Grace estava quase indo para seu “posto usual”, estrategicamente perto do jogo de dardos e do balcão de bebidas, quando viu algumas faces conhecidas. A primeira não lhe causou mais do que uma surpresa sutil por ver aquela pessoa ali. A segunda fez seu estômago se agitar em ansiedade.

A primeira face conhecida era de Mikhail Baranov, um antigo colega que deixara de ser caçador havia um tempo, e os motivos sempre tinham sido um tanto incertos para Grace, mas ela não o conhecia o suficiente para realmente se importar. Era estranho vê-lo ali, uma vez que, depois de deixar o posto de caçador, ele raramente era visto em momentos de confraternização, mas ele deveria ter seus motivos. Com o início da Seleção, ouvira que ele passaria a trabalhar como guarda no palácio por um tempo, já que precisavam, de fato, de um reforço na segurança. Talvez o serviço maçante de passar a madrugada vigiando corredores vazios fosse um bom convite para uma dose de álcool, e ela não podia julgá-lo por isso.

A segunda face era a de Dean Campbell. Esse também era um colega antigo, mas fora algo mais. Caíra pelos charmes típicos de um “bad boy” do rapaz quando ainda treinavam juntos. Fora algo rápido e eletrizante, e acabara tão abruptamente quanto começara, bem na época em que o rapaz fora afastado da caçada. Grace nunca entendera direito porque haviam brigado tanto, e o afastamento completo do rapaz lhe deixara com o coração um tantinho partido, mas já fazia muito tempo. Imaginava se seria apropriado se aproximar e iniciar uma conversa que provavelmente não daria em lugar nenhum, quando sentiu alguém pulando em seu pescoço, dando de cara com uma Anastasia um tanto bêbada e muito, muito animada.
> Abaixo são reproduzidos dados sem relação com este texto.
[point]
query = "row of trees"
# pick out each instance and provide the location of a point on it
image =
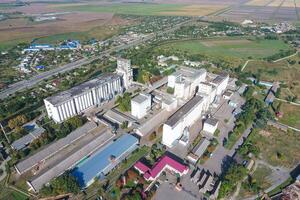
(255, 111)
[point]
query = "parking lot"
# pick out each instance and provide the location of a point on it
(168, 191)
(221, 156)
— Grace! O que você está fazendo parada aí, a gente tem que comemorar!

— Comemorar o quê, maluca? — perguntou, rindo da estabanação da amiga — Só se for o fato de que você finalmente saiu daquela mesa de pôquer.

— Estou de acordo com a última afirmativa — disse Olesya, chegando perto das duas, cercada pelos outros caçadores do grupo deles — Mas tem algo pra comemorar de verdade — ela trocou um olhar com Maria, com quem estava de mãos dadas, e Grace finalmente percebeu a felicidade que irradiava das duas — Vamos nos casar, e logo. Chega de esperar por uma paz que está demorando demais a vir.
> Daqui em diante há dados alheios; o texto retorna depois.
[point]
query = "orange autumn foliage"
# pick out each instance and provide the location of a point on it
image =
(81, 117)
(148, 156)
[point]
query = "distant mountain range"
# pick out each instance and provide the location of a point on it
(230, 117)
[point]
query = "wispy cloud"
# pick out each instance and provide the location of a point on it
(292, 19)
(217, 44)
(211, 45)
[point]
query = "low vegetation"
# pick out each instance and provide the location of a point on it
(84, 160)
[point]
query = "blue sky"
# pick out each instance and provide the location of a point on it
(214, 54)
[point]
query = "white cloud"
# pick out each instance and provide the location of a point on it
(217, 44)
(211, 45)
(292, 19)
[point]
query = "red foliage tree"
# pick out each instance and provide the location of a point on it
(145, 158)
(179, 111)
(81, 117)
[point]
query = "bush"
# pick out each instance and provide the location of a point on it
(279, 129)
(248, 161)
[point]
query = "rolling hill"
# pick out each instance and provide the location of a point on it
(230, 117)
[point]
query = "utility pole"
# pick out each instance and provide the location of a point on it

Tudo o que Grace conseguiu fazer foi se adiantar e dar um abraço nas duas, já que sentia um nó na garganta que provavelmente se desmancharia em choro se tentasse dizer alguma coisa. Amava profundamente aquelas duas mulheres, e vê-las decidindo dar mais aquele passo juntas, apesar da época difícil em que viviam era o tipo de esperança de que ela estava precisando.

O resto da noite passou em uma infinidade de brindes, de histórias, de conversas ininterruptas que se uniam e se embolavam. Apesar da dureza do passado, do gosto de aço que tinha o trabalho que faziam todo dia, apesar das mágoas que carregavam e do sangue que acumulavam, com pouco remorso, nas mãos. Apesar de tudo isso, ainda tinham direito a noites como aquela, que se cristalizariam como memórias do que felicidade significava. E isso era muito mais do que poderiam querer.